One of the “lost” highlights for me has always been “Don’t Take My Life”! As a matter of fact, Triumph used to throw the middle section of this song into the middle of “Lay It On The Line” when they played live. Everything is great about this album, the music, the production and the songwriting.

Lots of people thought there was too much Led Zeppelin influence, but for a first album I think they had already established a “Triumph” sound. I love it, you will too — BUY IT NOW and rediscover how cool Triumph really is.

Date Reviewed: 07/14/05
Reviewer: Keith Entringer
Location: Phoenix, AZ

Classics Review:

There are no words that do justice to Triumph and their music. But I will do my best…This album was one of the greatest! “Fight the Good Fight” has long been an inspirational song to me, as well as “Magic Power” and “Follow Your Heart”! The Classics album combined many of my favorites. The music not only rocks…it reaches out and touches my soul.

Date Reviewed: 07/08/05
Reviewer: Dolly
Location: Galveston, TX

Surveillance Review:

This was the last of the albums to be released by the ”classic” Triumph line-up of Gil Moore, Mike Levine and Rik Emmett. After their flirtation with pop, with 1986’s  The Sport of Kings , Triumph come back with guitar-driven rock on this disc. Punch, melodies and hooks dominate the tracks.

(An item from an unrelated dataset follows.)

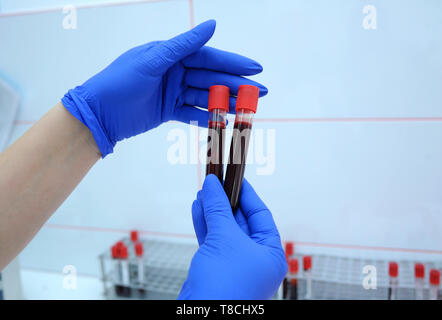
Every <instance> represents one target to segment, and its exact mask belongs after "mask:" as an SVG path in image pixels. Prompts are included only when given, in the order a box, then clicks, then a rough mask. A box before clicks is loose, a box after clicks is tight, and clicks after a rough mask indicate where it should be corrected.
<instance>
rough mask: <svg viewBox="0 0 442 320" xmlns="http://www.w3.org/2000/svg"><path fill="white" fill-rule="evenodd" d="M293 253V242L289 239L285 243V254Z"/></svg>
mask: <svg viewBox="0 0 442 320" xmlns="http://www.w3.org/2000/svg"><path fill="white" fill-rule="evenodd" d="M293 253H294V250H293V242H290V241H287V242H286V243H285V256H286V257H290V256H292V255H293Z"/></svg>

What is missing though is the cohesiveness between the players. Earlier albums, including the aformentioned Kings , included a more organic lush production. Background vocals used to be easily discernable as members of the band. On Surveillance, many people contribute to the supporting vocals leading to a more muddled sound.

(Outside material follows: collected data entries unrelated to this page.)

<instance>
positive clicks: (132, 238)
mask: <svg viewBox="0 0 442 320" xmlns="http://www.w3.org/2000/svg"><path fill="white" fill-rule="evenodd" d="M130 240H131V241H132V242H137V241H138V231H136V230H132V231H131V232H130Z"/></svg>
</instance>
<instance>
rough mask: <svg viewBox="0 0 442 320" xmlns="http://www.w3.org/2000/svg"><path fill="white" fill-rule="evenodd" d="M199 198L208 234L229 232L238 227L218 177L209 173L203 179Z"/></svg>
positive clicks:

While the guitars are placed back at the forefront, the album suffers from an uneven production quality. Some highlites on the album are: ”Never Say Never”, ”Carry on the Flame” and ”On and On.” Due to this being Rik”s last with the band, this disc is somewhat sentimental to most fans.

Date Reviewed: 06/27/05
Reviewer: Jim Smith
Location: Midland, MI

In the Beginning Review:

Due to repacking in the US, songs from Rock & Roll Machine and In the Beginning were combined to form what became the American release of Rock & Roll Machine . Therefore, many fans below the border had no chance to hear many good cuts that were left off. 24 Hours A Day kicks off the album and the drive doesn’t stop until the thunder storm that closes Blinding Light Show/Moonchild.

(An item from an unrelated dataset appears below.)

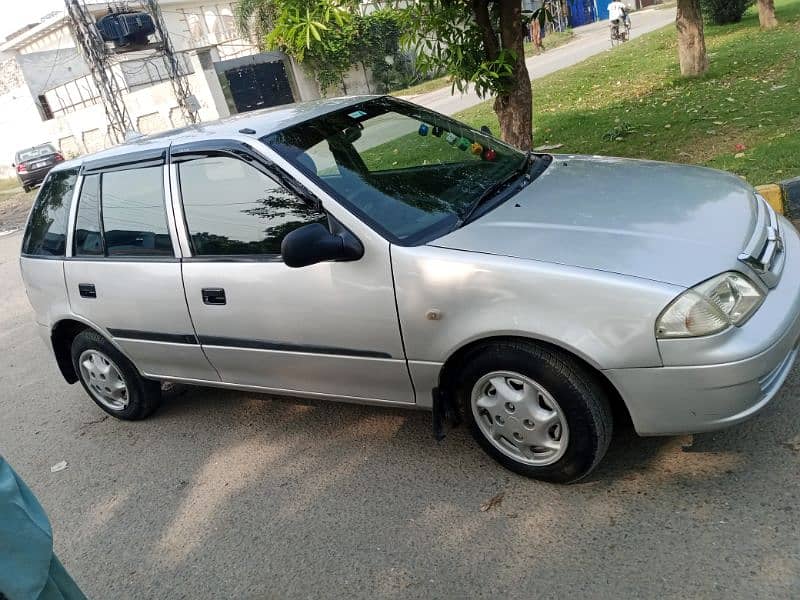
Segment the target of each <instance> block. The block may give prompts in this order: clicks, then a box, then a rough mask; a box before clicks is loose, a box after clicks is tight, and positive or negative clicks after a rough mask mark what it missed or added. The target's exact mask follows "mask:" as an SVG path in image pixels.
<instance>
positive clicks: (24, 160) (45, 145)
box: [17, 144, 56, 162]
mask: <svg viewBox="0 0 800 600" xmlns="http://www.w3.org/2000/svg"><path fill="white" fill-rule="evenodd" d="M55 153H56V151H55V149H54V148H53V147H52V146H51V145H50V144H42V145H41V146H35V147H33V148H28V149H27V150H20V151H19V154H18V155H17V156H18V160H17V162H25V161H26V160H34V159H36V158H40V157H42V156H47V155H49V154H55Z"/></svg>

The early style of Triumph is laced throughout the entire album, mixing elements of progressive rock with straightforward 70s hard rock. High points on the album are: 24 Hours A Day, Be My Lover, Street Fighter, What’s Another Day of Rock ‘n’Roll and Blinding Light Show/Moonchild.

It can be said of first albums that bands are reaching for what is to come while reaching back into what they know. This album screams Led Zeppelin while it searches ahead for what is to come.

Date Reviewed: 06/27/05
Reviewer: Jim Smith
Location: Midland, MI

Allied Forces Review:

Man, what a Rock and Roll album. This was my introduction to Triumph. I think I wore out two needles for the turntable and at least two albums listening to this one over and over. I am sure I still have the vinyl and possibly the 8-track somewhere. If you are a Triumph fan this is a DEFINITE MUST HAVE ALBUM.